Practice/Meta/Design a Trending Hashtags System
Design a Trending Hashtags System
System DesignMust
Problem Statement
Design a system that delivers real-time commentary and statistics for live sporting events to millions of concurrent viewers across web and mobile platforms. The system must handle commentary updates from professional commentators, integrate with data feeds providing match statistics (scores, player actions, possession percentages), and deliver these updates to viewers with minimal delay. During peak moments like goals or critical plays, usage spikes dramatically as millions of users refresh simultaneously or receive push notifications.
Your system needs to support multiple ongoing matches across different sports (soccer, basketball, cricket), allow viewers to customize their experience (favorite team alerts, specific stat tracking), and maintain a continuous stream of updates even as commentators type rapidly during high-action sequences.

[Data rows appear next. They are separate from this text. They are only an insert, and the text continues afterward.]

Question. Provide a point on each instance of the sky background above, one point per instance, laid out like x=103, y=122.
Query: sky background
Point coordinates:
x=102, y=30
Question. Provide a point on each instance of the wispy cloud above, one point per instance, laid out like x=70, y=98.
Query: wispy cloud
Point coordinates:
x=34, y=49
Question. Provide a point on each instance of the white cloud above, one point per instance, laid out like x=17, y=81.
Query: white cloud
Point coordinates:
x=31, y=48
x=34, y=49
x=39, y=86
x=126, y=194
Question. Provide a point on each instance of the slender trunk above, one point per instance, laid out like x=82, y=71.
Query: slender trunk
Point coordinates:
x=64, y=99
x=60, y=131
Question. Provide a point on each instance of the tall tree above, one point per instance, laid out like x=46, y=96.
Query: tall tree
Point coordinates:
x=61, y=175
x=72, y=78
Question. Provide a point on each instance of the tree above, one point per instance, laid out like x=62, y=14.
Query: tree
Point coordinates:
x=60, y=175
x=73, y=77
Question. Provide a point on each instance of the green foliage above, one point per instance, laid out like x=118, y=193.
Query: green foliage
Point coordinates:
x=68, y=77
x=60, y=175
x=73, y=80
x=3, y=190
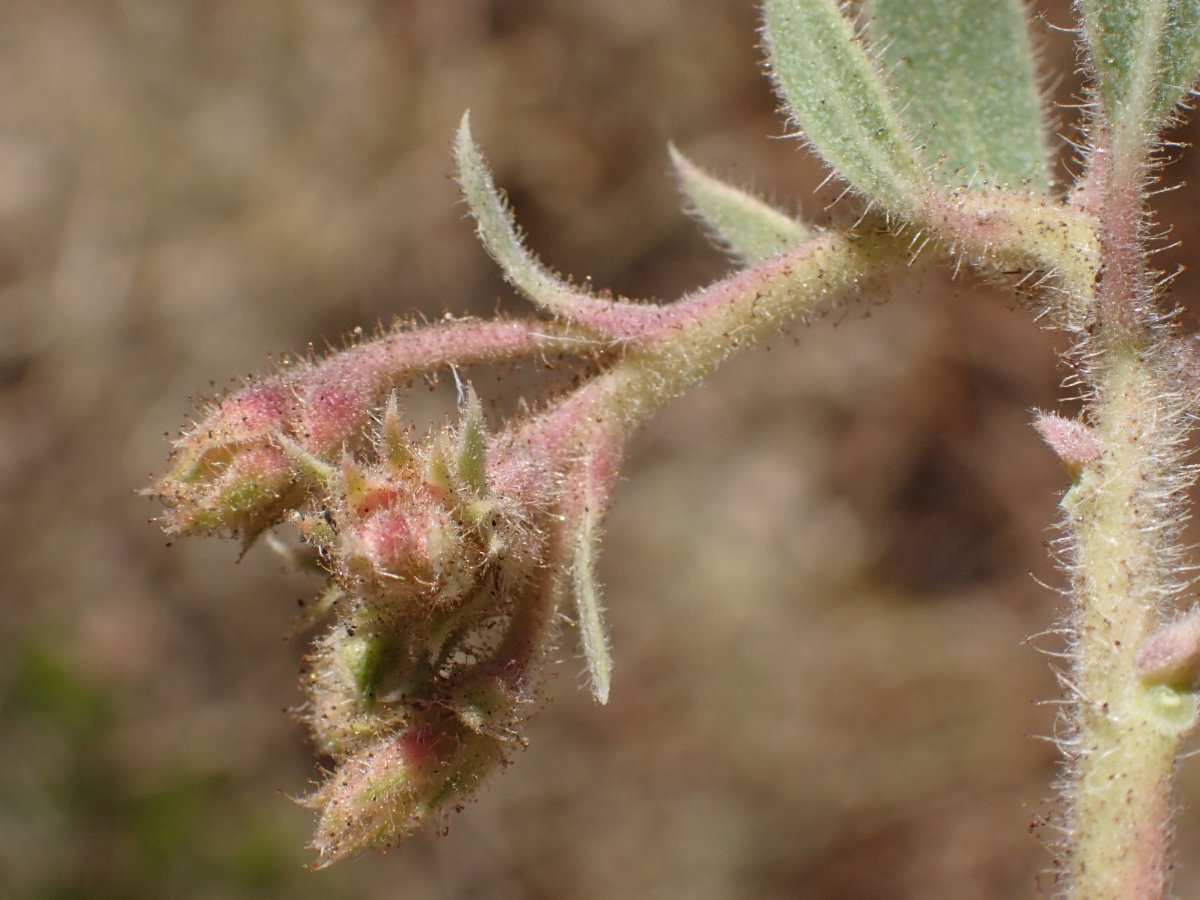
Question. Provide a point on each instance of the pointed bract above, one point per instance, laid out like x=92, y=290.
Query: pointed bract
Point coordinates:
x=750, y=228
x=834, y=93
x=965, y=85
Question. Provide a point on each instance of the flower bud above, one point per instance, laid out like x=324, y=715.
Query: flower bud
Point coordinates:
x=393, y=787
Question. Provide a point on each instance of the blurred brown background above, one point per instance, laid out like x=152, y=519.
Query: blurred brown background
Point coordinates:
x=817, y=569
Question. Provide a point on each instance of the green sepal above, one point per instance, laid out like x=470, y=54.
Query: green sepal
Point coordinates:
x=965, y=85
x=834, y=93
x=363, y=655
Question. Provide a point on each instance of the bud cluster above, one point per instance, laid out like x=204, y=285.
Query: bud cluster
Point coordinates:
x=437, y=550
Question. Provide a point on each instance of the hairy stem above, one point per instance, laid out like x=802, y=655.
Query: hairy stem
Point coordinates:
x=1123, y=521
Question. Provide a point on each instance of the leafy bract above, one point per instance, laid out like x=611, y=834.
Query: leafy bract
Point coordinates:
x=834, y=93
x=1145, y=55
x=498, y=232
x=964, y=79
x=753, y=229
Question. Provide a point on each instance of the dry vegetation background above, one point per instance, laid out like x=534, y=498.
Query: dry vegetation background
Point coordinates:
x=817, y=569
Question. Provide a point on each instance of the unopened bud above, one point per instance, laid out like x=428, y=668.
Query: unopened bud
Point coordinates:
x=394, y=787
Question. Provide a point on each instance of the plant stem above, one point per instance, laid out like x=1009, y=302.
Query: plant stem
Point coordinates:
x=1123, y=515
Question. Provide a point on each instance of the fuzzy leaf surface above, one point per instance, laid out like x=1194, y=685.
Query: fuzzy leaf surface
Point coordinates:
x=834, y=93
x=1146, y=57
x=964, y=79
x=753, y=229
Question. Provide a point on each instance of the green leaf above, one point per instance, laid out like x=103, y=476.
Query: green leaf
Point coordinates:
x=963, y=76
x=835, y=95
x=753, y=229
x=472, y=456
x=587, y=599
x=499, y=234
x=1146, y=57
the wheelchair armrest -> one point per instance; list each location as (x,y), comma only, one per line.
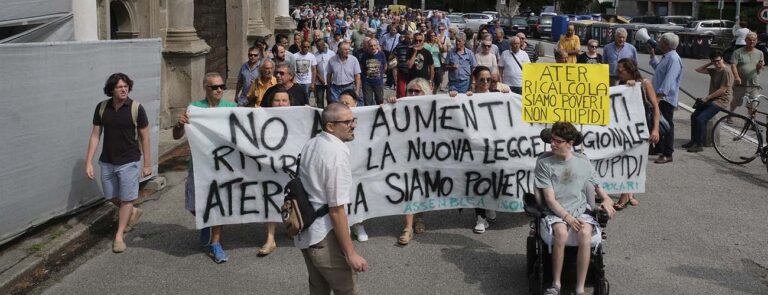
(531,206)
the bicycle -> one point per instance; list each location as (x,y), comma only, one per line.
(740,139)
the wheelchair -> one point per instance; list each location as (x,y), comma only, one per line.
(538,256)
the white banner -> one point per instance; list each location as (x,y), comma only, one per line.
(420,154)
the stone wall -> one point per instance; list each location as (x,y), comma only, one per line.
(211,26)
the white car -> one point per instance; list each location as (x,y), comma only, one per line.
(457,21)
(475,20)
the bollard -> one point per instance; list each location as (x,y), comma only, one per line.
(711,139)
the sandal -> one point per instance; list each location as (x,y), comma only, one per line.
(552,290)
(405,237)
(418,226)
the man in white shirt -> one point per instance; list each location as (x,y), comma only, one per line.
(322,55)
(306,68)
(325,173)
(511,65)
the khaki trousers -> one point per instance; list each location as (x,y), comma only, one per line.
(328,268)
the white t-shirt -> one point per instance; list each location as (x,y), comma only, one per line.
(326,175)
(304,64)
(740,35)
(513,74)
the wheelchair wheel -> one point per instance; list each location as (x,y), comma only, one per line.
(603,287)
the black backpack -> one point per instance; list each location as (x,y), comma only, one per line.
(297,212)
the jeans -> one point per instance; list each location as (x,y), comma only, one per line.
(699,120)
(372,95)
(666,144)
(321,92)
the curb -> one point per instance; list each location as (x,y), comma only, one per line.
(41,253)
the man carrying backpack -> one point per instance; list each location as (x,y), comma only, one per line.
(123,122)
(326,176)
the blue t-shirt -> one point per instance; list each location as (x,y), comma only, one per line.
(373,68)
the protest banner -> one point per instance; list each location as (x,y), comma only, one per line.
(419,154)
(576,93)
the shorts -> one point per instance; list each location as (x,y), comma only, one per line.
(189,193)
(120,181)
(549,220)
(740,91)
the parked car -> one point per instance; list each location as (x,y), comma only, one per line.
(715,27)
(540,25)
(513,25)
(457,21)
(680,20)
(475,20)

The challenge lies in managing variable write patterns from commentators, coordinating multiple data sources, handling massive read fan-out during exciting moments, and ensuring viewers never miss critical updates even when network conditions fluctuate.
Key Requirements
Functional
- Live commentary delivery -- professional commentators must be able to post text updates, which appear to viewers within 1-2 seconds
- Statistics integration -- match statistics from official data feeds (scores, player stats, possession) must be merged with commentary in a unified timeline
- Match timeline -- viewers can scroll through the complete history of a match, seeing all commentary and events in chronological order
- Personalized alerts -- users can subscribe to specific teams or match types and receive push notifications for critical moments (goals, match start/end)

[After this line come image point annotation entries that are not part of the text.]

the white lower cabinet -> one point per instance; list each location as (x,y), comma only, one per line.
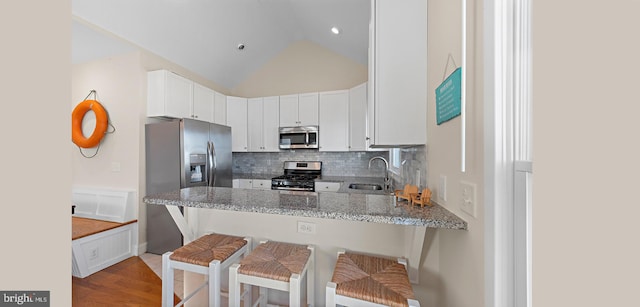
(324,186)
(259,184)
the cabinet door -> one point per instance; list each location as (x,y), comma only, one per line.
(254,117)
(220,109)
(334,121)
(358,118)
(397,74)
(289,111)
(237,120)
(168,95)
(179,96)
(203,102)
(271,123)
(308,109)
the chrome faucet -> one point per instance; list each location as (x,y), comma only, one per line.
(387,181)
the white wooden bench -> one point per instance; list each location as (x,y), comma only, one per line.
(105,229)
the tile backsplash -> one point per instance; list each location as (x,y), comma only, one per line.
(338,163)
(333,163)
(413,161)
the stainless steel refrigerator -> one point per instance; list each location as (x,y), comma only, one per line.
(179,154)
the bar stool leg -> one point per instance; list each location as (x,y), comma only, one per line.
(330,296)
(214,283)
(167,277)
(234,286)
(311,276)
(264,297)
(294,290)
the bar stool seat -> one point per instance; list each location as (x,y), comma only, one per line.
(207,255)
(364,280)
(274,265)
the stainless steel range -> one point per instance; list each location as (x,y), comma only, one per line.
(298,176)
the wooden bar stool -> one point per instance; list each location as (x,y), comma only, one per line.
(207,255)
(363,280)
(274,265)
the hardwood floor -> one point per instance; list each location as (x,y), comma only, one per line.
(128,283)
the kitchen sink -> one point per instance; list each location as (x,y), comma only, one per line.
(365,186)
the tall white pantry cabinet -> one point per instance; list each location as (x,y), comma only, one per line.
(397,113)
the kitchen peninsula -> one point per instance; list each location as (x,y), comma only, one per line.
(371,223)
(375,208)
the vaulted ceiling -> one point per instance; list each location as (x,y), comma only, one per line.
(203,35)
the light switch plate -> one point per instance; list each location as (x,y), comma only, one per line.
(442,188)
(468,199)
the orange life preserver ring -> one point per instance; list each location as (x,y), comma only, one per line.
(102,120)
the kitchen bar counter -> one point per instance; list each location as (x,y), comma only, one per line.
(374,208)
(368,212)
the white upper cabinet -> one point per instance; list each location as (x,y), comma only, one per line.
(398,73)
(203,103)
(289,110)
(168,95)
(308,109)
(334,121)
(237,120)
(263,124)
(299,110)
(220,109)
(358,118)
(271,123)
(171,95)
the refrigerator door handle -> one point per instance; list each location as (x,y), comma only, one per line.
(213,163)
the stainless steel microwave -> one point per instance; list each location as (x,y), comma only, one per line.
(299,137)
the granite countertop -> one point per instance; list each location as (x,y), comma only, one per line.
(363,207)
(261,176)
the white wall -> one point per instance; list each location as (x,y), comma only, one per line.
(585,170)
(302,67)
(461,266)
(120,84)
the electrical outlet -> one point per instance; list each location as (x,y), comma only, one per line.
(468,200)
(442,188)
(306,227)
(93,253)
(115,167)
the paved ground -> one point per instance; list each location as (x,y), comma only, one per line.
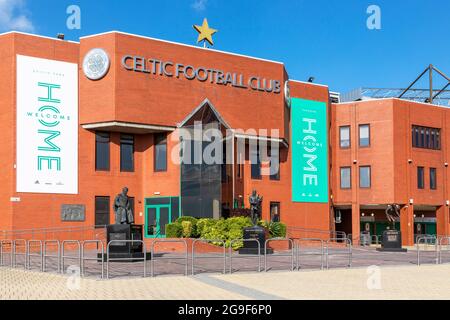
(395,282)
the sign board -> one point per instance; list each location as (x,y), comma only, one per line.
(73,212)
(309,151)
(47,126)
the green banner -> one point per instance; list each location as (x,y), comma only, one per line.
(309,151)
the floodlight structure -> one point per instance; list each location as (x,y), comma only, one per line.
(431,95)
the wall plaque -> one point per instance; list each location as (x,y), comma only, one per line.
(71,212)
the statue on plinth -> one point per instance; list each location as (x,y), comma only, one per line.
(255,207)
(392,213)
(122,208)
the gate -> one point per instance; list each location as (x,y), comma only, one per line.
(320,253)
(291,254)
(224,255)
(247,255)
(155,257)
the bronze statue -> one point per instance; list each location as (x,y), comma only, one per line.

- Multi-match support -- the system must handle hundreds of simultaneous live matches during peak sporting weekends
Non-Functional
- Scalability -- support 10 million concurrent viewers across all active matches, with individual popular matches reaching 2-3 million viewers
- Reliability -- maintain 99.95% uptime during live matches, with graceful degradation rather than complete failure
- Latency -- deliver commentary updates to viewers within 2 seconds of commentator submission, and critical events within 1 second
- Consistency -- ensure commentary appears in the correct chronological order for all viewers, even during rapid-fire updates
What Interviewers Focus On
Based on real interview experiences, these are the areas interviewers probe most deeply:
1. Write Path and Commentary Ingestion
Commentators produce bursts of updates during exciting moments, creating spiky write patterns that differ dramatically from typical social media. Interviewers want to see how you handle validation, ordering, and rapid propagation without overwhelming downstream systems.
Hints to consider:
- Consider how you'll buffer and batch commentary updates while maintaining perceived real-time delivery
- Think about how to guarantee ordering when multiple commentators contribute to the same match
- Explore strategies for handling commentator edits or deletions of recent updates
- Discuss how you'll integrate structured data feeds (scores, stats) with unstructured commentary text
2. Fan-Out Architecture for Millions of Concurrent Viewers
During a goal or game-winning play, millions of users simultaneously need the same update, creating a massive read amplification challenge. The interviewer wants to understand your fan-out strategy and how you'll avoid overwhelming individual database nodes.
Hints to consider:
- Evaluate push versus pull models for delivering updates to active viewers
- Consider tiered caching strategies that leverage CDNs, application caches, and client-side buffering
- Think about how WebSocket connections scale and when to switch between transport mechanisms
- Discuss partitioning strategies to distribute load while keeping match data co-located
3. Handling Network Interruptions and Reconnections
Mobile viewers frequently experience network transitions (WiFi to cellular, signal loss, app backgrounding). The system must seamlessly catch them up without duplicate updates or gaps in coverage.
Hints to consider:
- Design a mechanism for clients to track their last received update and request deltas on reconnection
- Consider how to handle clients that were offline for extended periods versus brief disconnections
- Think about conflict-free data structures or sequence numbers that make catching up efficient
- Discuss rate-limiting strategies to prevent reconnection storms from overwhelming the system
4. Multi-Match Coordination and Resource Allocation
During major sporting events, dozens of matches occur simultaneously with wildly varying viewer counts. Resources must be allocated dynamically to avoid over-provisioning for quiet matches while ensuring popular ones don't degrade.
Hints to consider:
- Explore how to partition and shard data so each match can scale independently
- Consider auto-scaling triggers based on viewer count and update frequency
- Think about how to prioritize delivery for high-viewership matches during resource constraints
- Discuss strategies for pre-warming capacity before scheduled major events versus handling unexpected viral matches
Suggested Approach
Step 1: Clarify Requirements
Start by confirming the scale and usage patterns. Ask how many matches run simultaneously during peak periods (hundreds? thousands?), what the largest single match audience looks like (millions?), and whether commentary comes from a single official source per match or multiple contributors. Clarify expectations around delivery latency—is 2 seconds acceptable or do they expect sub-second? Understand whether viewers need full match history on join or just recent updates. Confirm whether the system needs to support video replay clips, images, or purely text and stats. Ask about internationalization—do commentaries happen in multiple languages per match?